Anthropologists have long taken a keen interest in that Palaeolithic predecessor of ours, the Neanderthaler, and there seems no end to the studies published on him and his habits, and none to the strange mystery that still surrounds him.

In a commentary by Richard G. Klein of Stanford University, published in Science for 7 March, the author states that "The Neanderthals are the longest known and best understood of all fossil humans." Indeed, the partial skeleton that gave the man his name turned up in a limestone cave in 1856. Today, writes Klein, several thousand bones are known, from 70 individual sites, but debate still rages over the precise differences which existed between the Neanderthaler and his modern relative and the question of what characteristics led to the complete disappearance of the fossil man once he entered into competition with our real ancestors.

Homo sapiens neanderthalensis evolved 1n Europe, unlike H sapiens sapiens, our own genetic ancestor, who arose in Africa. From about 130,000 years ago he occupied an area from Spain to southern Russia, extending into western Asia by 50,000 to 30,000 years ago. From studies of mitochondrial DNA it appears that the last common ancestor of Neanderthal men and modern man lived about half a million years before our time.

The Neanderthalers had large heads, massive trunks and short and powerful limbs, with a brain size often larger than our own. Their skull dimensions were strange, and they possessed a singular structure of the bony labyrinth of the inner ear. It is supposed that their strenuous lifestyle promoted physical rather than mental development, and they came into competition with the Cro-Magnons, who had superior mental capacity. However, both races shared a spirit of caring for the aged and sick, something demonstrated by the state of skeletal remains discovered.

Yet there were important cultural differences between the two races. The Cro-Magnons had artistic tendencies, according to their remains, while the Neanderthalers did not, nor did they carry out burial rituals. Whether the two interbred is undecided.
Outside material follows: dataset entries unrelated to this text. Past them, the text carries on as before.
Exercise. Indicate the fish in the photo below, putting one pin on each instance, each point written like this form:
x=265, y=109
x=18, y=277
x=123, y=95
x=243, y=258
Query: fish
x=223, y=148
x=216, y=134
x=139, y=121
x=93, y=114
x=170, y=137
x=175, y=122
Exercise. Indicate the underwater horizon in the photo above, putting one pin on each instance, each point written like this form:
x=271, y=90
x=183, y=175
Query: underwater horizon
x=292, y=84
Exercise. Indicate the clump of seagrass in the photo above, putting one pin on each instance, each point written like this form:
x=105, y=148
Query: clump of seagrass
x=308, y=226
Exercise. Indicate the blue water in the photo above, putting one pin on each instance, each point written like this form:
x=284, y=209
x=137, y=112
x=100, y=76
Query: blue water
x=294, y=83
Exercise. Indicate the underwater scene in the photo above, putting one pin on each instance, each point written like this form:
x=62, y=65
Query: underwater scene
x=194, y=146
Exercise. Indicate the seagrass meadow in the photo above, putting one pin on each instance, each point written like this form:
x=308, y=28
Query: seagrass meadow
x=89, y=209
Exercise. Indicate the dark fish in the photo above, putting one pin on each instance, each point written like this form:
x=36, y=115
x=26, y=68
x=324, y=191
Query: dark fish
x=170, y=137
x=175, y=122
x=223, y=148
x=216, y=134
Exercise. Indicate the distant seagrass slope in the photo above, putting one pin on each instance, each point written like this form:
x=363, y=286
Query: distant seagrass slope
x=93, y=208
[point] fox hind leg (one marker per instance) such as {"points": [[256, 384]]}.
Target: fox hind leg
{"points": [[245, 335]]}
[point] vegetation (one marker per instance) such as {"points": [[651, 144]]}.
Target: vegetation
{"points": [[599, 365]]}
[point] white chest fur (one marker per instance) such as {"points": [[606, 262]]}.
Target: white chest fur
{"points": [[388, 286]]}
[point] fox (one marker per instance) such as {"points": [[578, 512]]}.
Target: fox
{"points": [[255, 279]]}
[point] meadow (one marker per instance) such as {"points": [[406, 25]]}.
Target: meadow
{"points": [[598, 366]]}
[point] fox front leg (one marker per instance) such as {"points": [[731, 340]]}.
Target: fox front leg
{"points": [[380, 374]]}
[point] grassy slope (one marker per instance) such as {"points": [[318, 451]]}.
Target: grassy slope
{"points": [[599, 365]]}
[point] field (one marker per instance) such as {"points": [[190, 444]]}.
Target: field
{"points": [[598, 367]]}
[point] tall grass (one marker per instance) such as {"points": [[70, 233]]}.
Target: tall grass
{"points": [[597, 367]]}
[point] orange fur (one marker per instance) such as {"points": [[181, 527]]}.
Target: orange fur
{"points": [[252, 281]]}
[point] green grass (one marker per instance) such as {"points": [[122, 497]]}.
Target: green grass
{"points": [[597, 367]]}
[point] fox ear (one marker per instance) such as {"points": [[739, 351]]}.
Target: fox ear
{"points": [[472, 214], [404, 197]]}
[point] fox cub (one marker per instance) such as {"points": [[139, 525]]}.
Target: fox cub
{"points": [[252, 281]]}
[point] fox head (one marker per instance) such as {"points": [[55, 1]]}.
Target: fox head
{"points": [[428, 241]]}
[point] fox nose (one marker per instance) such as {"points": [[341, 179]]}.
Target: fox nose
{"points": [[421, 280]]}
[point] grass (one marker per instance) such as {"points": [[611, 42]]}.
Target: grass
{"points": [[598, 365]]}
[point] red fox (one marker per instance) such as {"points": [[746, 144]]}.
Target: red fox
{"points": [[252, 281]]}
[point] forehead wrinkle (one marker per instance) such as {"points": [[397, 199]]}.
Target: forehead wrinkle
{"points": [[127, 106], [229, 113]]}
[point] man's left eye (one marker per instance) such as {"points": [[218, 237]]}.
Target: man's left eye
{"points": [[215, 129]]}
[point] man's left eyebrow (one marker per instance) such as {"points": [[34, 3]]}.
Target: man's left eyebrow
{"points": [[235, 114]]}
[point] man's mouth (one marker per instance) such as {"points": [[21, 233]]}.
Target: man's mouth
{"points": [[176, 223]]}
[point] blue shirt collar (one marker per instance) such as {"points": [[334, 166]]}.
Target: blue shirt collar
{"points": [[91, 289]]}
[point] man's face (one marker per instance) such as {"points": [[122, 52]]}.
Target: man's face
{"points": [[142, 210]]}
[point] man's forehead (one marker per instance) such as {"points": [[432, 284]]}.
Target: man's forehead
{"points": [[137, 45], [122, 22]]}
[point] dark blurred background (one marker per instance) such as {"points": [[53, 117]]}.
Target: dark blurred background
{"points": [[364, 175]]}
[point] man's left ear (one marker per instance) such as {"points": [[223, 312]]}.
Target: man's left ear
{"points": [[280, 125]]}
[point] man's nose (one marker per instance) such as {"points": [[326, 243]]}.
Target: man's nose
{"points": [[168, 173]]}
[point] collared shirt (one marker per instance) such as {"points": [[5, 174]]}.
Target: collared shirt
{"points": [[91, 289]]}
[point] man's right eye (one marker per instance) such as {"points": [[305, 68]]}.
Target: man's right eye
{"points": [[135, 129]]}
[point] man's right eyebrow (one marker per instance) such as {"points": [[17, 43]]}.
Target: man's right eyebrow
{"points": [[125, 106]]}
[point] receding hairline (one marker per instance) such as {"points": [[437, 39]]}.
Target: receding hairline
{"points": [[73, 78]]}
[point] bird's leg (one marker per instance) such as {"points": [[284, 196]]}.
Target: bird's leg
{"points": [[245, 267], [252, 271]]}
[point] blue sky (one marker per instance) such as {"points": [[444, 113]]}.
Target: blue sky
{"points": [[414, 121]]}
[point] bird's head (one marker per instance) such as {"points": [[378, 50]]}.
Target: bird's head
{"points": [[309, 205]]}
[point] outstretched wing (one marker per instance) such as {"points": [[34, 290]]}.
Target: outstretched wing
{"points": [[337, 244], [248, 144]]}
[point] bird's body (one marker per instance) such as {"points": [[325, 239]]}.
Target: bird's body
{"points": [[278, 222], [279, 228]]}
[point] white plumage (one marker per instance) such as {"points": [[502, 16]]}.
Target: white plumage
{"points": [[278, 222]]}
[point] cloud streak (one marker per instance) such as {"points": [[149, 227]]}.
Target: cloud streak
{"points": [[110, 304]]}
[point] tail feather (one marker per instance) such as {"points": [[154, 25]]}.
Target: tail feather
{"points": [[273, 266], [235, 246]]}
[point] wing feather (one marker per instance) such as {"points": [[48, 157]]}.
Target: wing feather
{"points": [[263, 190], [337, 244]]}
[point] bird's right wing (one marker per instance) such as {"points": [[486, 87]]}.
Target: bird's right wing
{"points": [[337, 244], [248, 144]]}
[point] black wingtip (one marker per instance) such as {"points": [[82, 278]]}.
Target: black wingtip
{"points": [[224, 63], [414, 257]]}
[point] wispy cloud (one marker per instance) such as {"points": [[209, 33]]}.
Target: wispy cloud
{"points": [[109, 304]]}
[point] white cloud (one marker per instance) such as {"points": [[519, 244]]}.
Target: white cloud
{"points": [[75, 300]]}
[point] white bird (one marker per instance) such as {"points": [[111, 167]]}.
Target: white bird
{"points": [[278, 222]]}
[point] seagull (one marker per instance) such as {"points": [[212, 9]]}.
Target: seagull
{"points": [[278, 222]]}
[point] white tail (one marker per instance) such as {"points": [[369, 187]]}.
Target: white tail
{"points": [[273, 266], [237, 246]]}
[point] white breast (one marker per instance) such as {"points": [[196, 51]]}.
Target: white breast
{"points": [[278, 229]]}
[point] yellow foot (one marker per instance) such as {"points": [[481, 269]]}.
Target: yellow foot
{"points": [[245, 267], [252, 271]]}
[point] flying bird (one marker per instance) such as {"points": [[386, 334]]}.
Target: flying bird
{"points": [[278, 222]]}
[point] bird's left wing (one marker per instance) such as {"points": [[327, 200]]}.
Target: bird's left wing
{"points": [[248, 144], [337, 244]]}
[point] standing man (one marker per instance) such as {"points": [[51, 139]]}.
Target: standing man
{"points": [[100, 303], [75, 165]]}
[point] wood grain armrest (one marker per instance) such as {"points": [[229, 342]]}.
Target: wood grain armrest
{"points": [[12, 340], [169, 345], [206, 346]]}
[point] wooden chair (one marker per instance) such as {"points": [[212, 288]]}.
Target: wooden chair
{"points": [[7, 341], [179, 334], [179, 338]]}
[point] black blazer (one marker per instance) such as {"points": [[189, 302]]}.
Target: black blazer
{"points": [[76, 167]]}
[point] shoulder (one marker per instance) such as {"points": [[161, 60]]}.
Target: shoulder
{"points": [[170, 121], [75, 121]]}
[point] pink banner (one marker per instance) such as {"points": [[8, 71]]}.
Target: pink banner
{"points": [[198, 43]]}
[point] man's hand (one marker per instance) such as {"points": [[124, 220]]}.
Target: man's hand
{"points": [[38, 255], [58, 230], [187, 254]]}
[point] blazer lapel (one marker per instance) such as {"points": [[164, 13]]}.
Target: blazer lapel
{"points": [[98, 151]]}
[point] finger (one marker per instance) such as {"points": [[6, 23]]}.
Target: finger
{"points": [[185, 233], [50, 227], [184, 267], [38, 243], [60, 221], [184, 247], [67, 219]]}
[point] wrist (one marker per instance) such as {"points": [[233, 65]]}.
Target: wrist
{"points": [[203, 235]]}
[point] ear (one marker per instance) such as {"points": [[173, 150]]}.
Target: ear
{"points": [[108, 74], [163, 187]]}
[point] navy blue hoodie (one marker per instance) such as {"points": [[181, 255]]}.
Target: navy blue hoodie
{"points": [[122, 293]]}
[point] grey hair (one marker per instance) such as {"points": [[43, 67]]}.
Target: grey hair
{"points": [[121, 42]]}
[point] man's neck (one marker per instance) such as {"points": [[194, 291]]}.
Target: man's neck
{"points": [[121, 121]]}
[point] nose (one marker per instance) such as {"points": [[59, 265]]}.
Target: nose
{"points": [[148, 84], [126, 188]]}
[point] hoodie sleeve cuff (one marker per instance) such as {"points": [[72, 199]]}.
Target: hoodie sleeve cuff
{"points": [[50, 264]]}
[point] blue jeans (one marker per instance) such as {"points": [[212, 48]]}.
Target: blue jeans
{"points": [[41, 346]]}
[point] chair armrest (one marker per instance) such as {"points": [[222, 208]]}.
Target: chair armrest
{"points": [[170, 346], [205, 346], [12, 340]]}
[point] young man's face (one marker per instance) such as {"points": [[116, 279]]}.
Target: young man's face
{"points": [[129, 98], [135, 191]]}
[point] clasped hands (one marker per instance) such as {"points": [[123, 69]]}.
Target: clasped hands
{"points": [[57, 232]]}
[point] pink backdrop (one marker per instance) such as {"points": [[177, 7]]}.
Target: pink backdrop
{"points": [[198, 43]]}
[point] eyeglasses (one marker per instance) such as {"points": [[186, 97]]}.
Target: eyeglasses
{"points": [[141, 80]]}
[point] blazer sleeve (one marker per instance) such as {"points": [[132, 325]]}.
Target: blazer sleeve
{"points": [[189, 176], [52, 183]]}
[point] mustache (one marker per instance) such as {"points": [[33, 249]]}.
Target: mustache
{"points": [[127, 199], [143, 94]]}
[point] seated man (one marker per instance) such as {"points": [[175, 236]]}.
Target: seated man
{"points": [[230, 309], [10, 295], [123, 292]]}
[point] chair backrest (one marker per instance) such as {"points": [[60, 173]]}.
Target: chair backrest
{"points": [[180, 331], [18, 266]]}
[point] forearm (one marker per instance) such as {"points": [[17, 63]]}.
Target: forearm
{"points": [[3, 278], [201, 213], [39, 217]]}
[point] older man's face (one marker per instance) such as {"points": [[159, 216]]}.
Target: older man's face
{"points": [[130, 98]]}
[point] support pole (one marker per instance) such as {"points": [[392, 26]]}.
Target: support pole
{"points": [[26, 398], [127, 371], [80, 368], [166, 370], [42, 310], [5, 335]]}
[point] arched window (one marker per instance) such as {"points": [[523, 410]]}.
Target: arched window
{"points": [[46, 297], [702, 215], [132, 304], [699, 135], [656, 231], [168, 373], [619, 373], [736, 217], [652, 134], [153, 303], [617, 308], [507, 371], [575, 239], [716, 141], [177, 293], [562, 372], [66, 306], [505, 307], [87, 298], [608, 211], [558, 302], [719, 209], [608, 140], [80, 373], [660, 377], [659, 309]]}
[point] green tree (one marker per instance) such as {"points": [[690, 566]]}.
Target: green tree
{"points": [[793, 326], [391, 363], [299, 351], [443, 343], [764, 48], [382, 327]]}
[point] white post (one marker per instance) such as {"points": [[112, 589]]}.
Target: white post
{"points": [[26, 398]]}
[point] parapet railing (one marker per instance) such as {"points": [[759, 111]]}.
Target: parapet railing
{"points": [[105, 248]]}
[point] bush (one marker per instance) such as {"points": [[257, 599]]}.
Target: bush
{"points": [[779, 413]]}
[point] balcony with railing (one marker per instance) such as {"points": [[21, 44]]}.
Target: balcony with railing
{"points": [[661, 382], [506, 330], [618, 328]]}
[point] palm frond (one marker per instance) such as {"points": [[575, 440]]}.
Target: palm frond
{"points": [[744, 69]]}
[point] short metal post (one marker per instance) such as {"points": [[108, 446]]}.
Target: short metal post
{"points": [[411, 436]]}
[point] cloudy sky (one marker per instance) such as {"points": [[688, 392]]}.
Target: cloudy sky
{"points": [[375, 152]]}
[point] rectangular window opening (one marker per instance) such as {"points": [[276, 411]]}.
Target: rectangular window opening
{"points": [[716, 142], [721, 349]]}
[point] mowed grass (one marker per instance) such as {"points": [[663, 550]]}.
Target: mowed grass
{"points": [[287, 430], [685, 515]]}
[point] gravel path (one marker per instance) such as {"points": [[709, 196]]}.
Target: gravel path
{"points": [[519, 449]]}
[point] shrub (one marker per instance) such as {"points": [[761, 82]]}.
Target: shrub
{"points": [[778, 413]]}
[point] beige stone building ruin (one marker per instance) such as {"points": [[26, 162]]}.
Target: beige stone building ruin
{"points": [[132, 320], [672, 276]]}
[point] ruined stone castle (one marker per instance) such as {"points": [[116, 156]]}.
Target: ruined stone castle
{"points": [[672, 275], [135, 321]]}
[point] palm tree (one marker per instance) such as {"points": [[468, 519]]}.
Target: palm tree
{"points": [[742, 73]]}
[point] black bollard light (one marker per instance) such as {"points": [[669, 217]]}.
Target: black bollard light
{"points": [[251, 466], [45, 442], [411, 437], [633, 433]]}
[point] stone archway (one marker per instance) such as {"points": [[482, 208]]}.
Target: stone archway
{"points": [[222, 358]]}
The large Neanderthal brain is apparent, but we have no evidence of cognitive capacity. Speech and language developments may have lacked, and so made way for a new and more adaptive race. "Almost certainly," writes Klein, "the Neanderthals succumbed because they wielded culture less effectively. The main question that remains open is whether Neanderthal genes explain their failure to compete culturally." There might be food for reflection for us in this idea.